Survey of Juvenile Hand Amputees

DENISE REID, M.ED., B.Sc., OT(C)* ANDLINDA FAY, B.Sc., OT**


The Juvenile Amputee Clinic and its associated prosthetic service at The Hugh MacMillan Medical Centre traditionally has fitted hand amputees with conventional prostheses. Recent developments, such as myoelectric prostheses, are options readily available to children.1,2Little research has been conducted investigating prosthetic use and attitudes among juvenile amputees.1,3,4 The purpose of this study was to identify the current prosthetic device(s) worn by congenital hand amputees and the extent of their use, and to determine children's and parents' satisfaction with specific prostheses.

Literature Review

The Centre has a long established multidisciplinary clinic which provides clinical care and rehabilitation to juvenile amputees.5 Review of the literature revealed that rehabilitation varies according to the level of amputation and whether it involves one or both hands. 6,7

Hand amputees of either congenital or acquired origin can be classified as:

  1. Achiria: Distal radial and ulnar epiphyses are present, but there are no carpal bones. Complete congenital achiria is rare. More common is the presence of a carpal remnant of variable size, which, if large enough, is classified as adactylia.8
  2. Adactylia: Carpal bones of varying number and configuration are present.
  3. Aphalangia: Metacarpals are present, but are invariably fewer than normal and attenuated.

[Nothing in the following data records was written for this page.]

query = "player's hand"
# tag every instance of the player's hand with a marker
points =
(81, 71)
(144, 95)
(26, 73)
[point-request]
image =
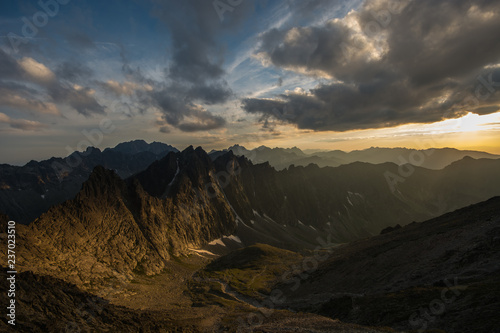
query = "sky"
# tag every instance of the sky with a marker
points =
(315, 74)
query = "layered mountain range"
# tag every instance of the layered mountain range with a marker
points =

According to Kostuick,8 a large mobile carpal remnant of a unilateral adactylia effectively used may contraindicate any form of prosthetic fitting because increases in function will be minimal. Others,6,9,10 have demonstrated that children with adactylia or aphalangia, who have a large and mobile enough amputation limb have been fitted successfully with an opposition palmar-pad prosthesis, often referred to as "spatula". It provides crude palmar prehension which allows the child to use whatever sensation is available in the hand and to control the strength of grasp voluntarily, by varying the action of the wrist flexors.

The standard below-elbow prosthesis has been prescribed when there is marked forearm shortening in an effort to compensate for the length discrepancy.1,6 The terminal device, either hook or hand, is activated by shoulder movements through a harness. With the advances in electrically powered prostheses both switch-controlled and myoelectric appliances have become available. In the switch-controlled prosthesis, opening and closing of the terminal device is achieved by a switch which is activated by moving the amputation limb into extension or flexion within the socket.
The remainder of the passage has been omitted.